Bentazone is benzothiadiazole group herbicide, and used to foliage treatment. This herbicide have already been widely used for cereals and vegetables planting in worldwide. This experiment was conducted to establish a determination method for bentazone residue in crops using HPLC-UVD/MS. Bentazone residue was extracted with acetone (adjusted pH 1 with phosphoric acid) from representative samples of five raw products which comprised hulled rice, soybean, apple, green pepper, and Chinese cabbage. The extract was diluted with saline water, and dichloromethane partition was followed to recover bentazone from the aqueous phase.
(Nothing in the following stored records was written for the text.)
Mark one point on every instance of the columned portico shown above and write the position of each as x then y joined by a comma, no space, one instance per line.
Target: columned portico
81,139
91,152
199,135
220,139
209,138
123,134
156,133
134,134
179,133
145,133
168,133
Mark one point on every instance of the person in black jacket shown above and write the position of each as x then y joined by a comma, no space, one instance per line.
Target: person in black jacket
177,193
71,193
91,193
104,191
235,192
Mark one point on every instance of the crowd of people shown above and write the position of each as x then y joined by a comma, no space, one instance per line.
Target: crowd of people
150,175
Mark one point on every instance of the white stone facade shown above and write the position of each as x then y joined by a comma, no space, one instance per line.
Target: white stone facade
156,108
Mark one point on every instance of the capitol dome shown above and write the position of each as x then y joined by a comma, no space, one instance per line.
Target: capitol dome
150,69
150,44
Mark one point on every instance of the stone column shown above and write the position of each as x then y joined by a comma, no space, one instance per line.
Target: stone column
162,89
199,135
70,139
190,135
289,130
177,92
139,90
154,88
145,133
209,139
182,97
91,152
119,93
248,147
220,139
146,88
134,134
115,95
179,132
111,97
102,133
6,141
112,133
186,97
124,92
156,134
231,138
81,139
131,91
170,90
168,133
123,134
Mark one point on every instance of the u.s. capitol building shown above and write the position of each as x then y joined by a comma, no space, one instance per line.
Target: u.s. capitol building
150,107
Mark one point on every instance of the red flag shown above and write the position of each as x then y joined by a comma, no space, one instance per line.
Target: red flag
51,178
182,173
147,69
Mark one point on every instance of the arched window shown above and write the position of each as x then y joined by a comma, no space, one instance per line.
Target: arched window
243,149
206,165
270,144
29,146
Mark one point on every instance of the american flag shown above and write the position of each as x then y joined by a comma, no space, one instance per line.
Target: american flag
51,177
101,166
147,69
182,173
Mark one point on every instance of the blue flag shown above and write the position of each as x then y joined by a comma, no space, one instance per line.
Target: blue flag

Florisil column chromatography was additionally employed for final clean up of the extract. The bentazone was quantitated by HPLC with UVD, using a YMC ODS AM 303 ($4.6{\times}250$ mm) column. The crops were fortified with bentazone at 3 levels per crop. Mean recovery ratio were ranged from 82.0% for a 0.2 mg/kg in apple to 97.9% for a 0.02 mg/kg in Chinese cabbage. The coefficients of variation were ranged from 0.5% for a 0.02 mg/kg in soybean to 9.7% for a 0.02 mg/kg in Chinese cabbage. Quantitative limit of bentazone was 0.02 mg/kg in representative five crop samples. A LC/MS with selected-ion monitoring was also provided to confirm the suspected residue. Therefore, this analytical method was reproducible and sensitive enough to determine the residue of bentazone in agricultural commodities.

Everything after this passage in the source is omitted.